Till KTH:s startsida Till KTH:s startsida

Blast parsing

Use BioPython to filter the results from a Blast run. You want to be able to specify a substring that will match the accession, and you can assume that you always want to remove any hits with an E-value larger than 1e-20. The input is a Blast report in XML format.

Data

Here is some sample test data. You should however also manage to handle the output of the previous assignment.

Please note: Browsers get confused if you try to look at these XML files in the browser. Right click and download the files directly!

Requirements

Write a Python program that fulfills the following.

  • Your program is an executable Python file taking two inputs:
    1. A command line argument with a string that should match "Hit_id", "Hit_def", or "Hit_accession" field in the Blast hit list, e.g., "mouse".
    2. A file to read input from. The file contains Blast XML data.
    An extra smile from the tutor if you can read from stdin if the filename is a dash ("-")!  :-)
  • Output goes to stdout and is a table with four columns,
    1. Query accession: "BlastOutput_query-def"
    2. Target accession: Hit_accession
    3. Score
    4. E-value
    in which only sequences with an id, definition ("description"), or accession matching the input substring are listed. There might be several HSPs from the same target accession, but only the one with lowest E-value should be shown.

Example session

In this example, the first column has been simplified. The actual accession can be more complicated!

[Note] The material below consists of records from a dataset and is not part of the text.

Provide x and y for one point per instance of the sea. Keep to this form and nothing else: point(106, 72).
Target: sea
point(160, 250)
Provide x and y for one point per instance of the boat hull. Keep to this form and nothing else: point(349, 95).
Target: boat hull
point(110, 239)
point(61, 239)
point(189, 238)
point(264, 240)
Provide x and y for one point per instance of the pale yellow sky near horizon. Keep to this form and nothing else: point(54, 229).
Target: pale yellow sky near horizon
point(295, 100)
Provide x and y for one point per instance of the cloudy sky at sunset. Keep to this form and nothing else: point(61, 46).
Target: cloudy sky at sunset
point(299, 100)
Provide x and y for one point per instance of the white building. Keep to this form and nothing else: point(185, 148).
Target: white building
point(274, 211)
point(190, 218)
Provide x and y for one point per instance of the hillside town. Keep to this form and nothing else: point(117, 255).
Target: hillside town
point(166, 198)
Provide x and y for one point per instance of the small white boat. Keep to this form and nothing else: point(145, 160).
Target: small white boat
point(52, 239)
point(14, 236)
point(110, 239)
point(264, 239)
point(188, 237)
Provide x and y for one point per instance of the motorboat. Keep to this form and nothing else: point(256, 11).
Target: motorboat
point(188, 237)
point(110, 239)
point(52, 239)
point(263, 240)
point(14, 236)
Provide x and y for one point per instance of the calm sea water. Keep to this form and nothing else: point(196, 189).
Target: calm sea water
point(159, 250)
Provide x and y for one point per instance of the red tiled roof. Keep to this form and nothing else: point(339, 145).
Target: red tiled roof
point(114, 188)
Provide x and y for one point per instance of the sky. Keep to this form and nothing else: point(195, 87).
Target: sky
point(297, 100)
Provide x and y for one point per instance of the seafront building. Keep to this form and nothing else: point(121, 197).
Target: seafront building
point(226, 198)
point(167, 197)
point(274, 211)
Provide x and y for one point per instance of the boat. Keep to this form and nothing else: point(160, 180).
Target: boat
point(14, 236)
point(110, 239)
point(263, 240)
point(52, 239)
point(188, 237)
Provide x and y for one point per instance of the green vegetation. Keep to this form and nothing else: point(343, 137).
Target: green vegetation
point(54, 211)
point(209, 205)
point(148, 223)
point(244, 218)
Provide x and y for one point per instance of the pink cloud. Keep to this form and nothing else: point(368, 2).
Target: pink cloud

spel-01> ./blastparse MOUSE test1.xml
Warning: No hits
spel-01> ./blastparse MOUSE test2.xml
CST3    CYTC_MOUSE   185.3    3.5e-47

To present:

  1. Your code.
  2. A demonstration of your code running with the output from the last assignment (a search with CST3). What is the best MOUSE hit you find?

Lars Arvestad skapade sidan 2 november 2015

Lärare Lars Arvestad ändrade rättigheterna 30 november 2015

Kan därmed läsas av alla och ändras av lärare.
kommenterade 7 december 2015

test1.xml and test2.xml are not valid xml files as they have multiple xml declarations. See http://stackoverflow.com/a/20251895

Lärare kommenterade 7 december 2015

Not my fault. Welcome to the world of Bioinformatics. 

kommenterade 7 december 2015

Right. But the Python ElementTree won't deal with it, so it's not really "standard Python". Should we just hack together a solution?

Lärare kommenterade 8 december 2015

No, you should use the BioPython module for parsing Blast output.

kommenterade 8 december 2015

Yes, of course. How could I forget that BioPython has a module for that... :-)

kommenterade 8 december 2015

BioPython (ver 1.63 on Python 2.7.6) chokes on all three example files as well, when using the SearchIO module of BioPython. Errors are along the lines of "cElementTree.ParseError: junk after document element: "

SearchIO works perfectly with the (presumably valid) XML which I myself gathered from the remote NCBI BLAST service.

Using the older Bio.Blast.NCBIXML module seems to work with the example files however, so I'll have to use that. I'm still curious as to the origins of the broken XML files, because I haven't encountered that issue with either online or local BLAST.
kommenterade 8 december 2015

It seems the example output doesn't match the requirements. Col 3 is specified to be the hit accession, which in this example would be 24130, i.e.

<Hit_accession>24130</Hit_accession>

But the output shows it as "CYTC_MOUSE", which is a part of the Hit_def, which is not in the required output spec.